The fact that they even have a seat at such a small table with so much in the pot already and much more forecasted means they command a large buy in regardless of their tech. They don't ever need to be in the lead, they just need to maintain their seat at the table and they'll still have money being thrown their way.
The threat of missing the next wave or letting a competitor gain exclusive access is too high at this point.
Of course, FOMO driving investments is also the very well known pattern of a bubble, and we may have a bit of a generative AI bubble among the top firms where large sums of money are going to go down the drain on investing into overvalued promises because the cost of missing a promise that will actually come to fruition is considered too high.
Ironically the real payoff is probably in focusing on integration layers at this point, particularly given the gains in performance over the past year in research by developing improved interfacing with SotA models.
LLMs at a foundational pretrained layer are in a race towards parity. Having access to model A isn't going to be much more interesting than having access to model B. But if you have a plug and play intermediate product that can hook into either model A or B and deliver improved results to direct access to either - that's where the money is going to be for cloud providers in the next 18 months.
The "big context window" talk reminds me of high wattage speakers in the 80s. Yes, it's loud. "Does it sound good?", is the question.
Having a large context window is pointless unless the model is able to attend to attention on the document submitted. As RAG is basically search, this helps set attention regardless of the model's context window size.
Stuffing random thing into a prompt doesn't improve things, so RAG is always required, even if it's just loading the history of the conversation into the window.
RAG is not always required. If you can fit a whole document/story/etc in the context length, it often performs better, especially for complex questions (not just basic retrieval).
Exactly. RAG is great if you need certain paragraphs to answer specific questions but there are limits.

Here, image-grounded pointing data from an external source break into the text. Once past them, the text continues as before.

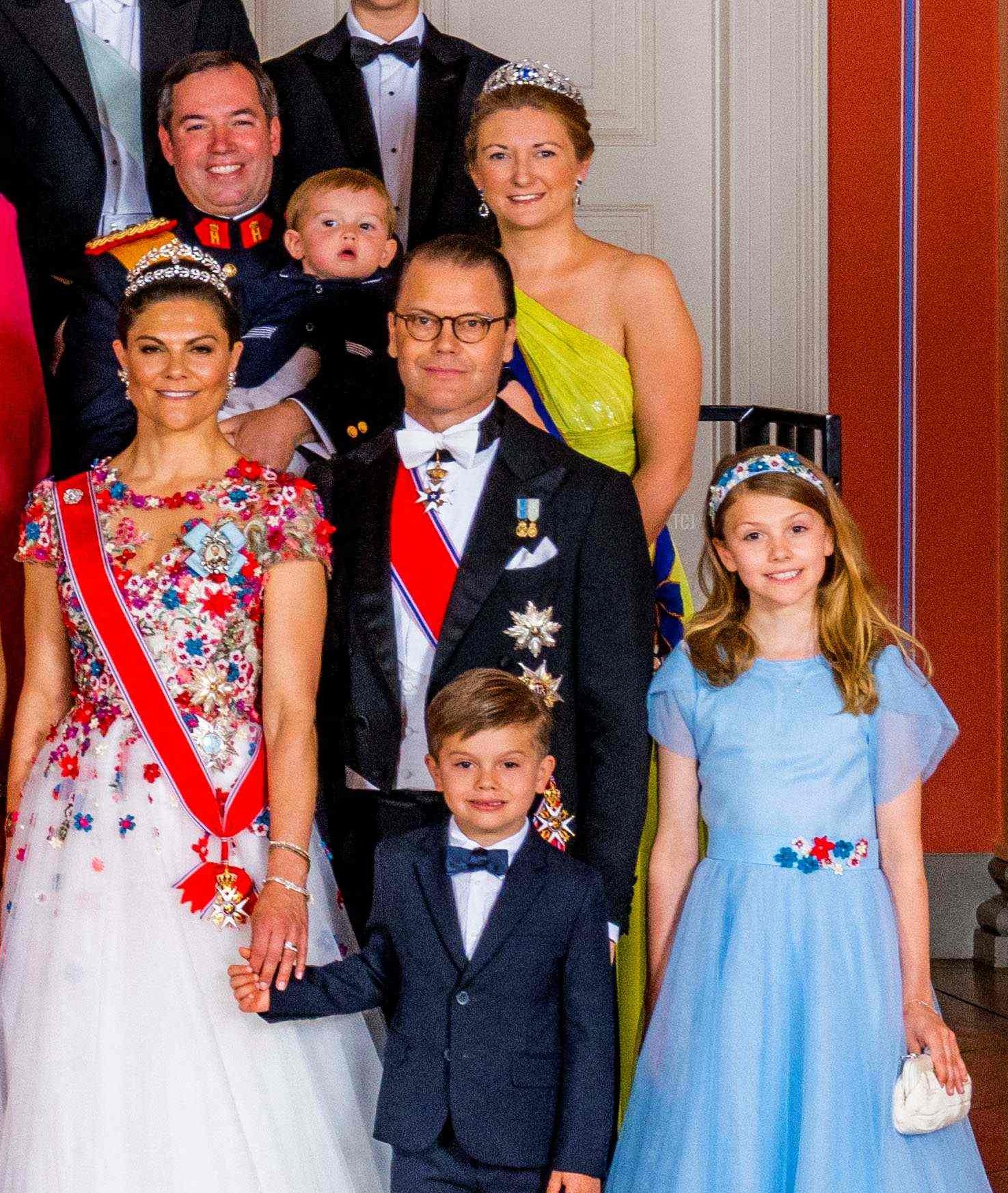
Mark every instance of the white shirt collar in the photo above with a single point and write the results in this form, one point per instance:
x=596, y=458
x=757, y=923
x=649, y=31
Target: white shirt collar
x=472, y=421
x=357, y=30
x=512, y=844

Assuming a new unheard of play called "Romeo and Juliet " RAG can answer "Who is Rosaline?".
But a large context window can answer "How does Shakespeare use foreshadowing to build tension and anticipation throughout the play?" "How are gender roles and societal expectations depicted in the play" or "What does the play suggest about the power of love to overcome adversity?".
In other words, RAG doesn't help you answer questions that pertain to the whole document and aren't keyword driven retrieval queries. It's a pretty big limitation if you aren't just looking for a specific fact.
RAG limits you to answers where the information can be contained in your chunk size.
This is just a prompting hack you can use with any LLM, not exclusive to Claude. But I do like the fact that they include these tricks in their documentation.
The large(100k tokens) context window together with the fact that it can actually use the information in that context window. From personal experience other models including open ai fail to properly answer when provided large(more than 5k tokens) inputs as context even when the model officially accepts much larger contexts. But Claude 2 models are uncannily good at taking all that context into consideration.
I regularly compare queries with both GPT-4 and Claude 2 and I find I prefer Claude's answers most often. The 100k token context is a major plus too.
Claude is more creative and that comes with a higher rate of hallucinations. I hope I'm not misremembering but GPT-4 was also initially more prone to hallucinations but also more capable in some ways.
If you ran a successful lemonade stand, and suddenly I discovered that Al Capone gave you the money to buy lemons, I would find it relevant, although not sure how I would act on the information.
Also, possibly there is some money laundering aspect to these investments that we don't fully see through.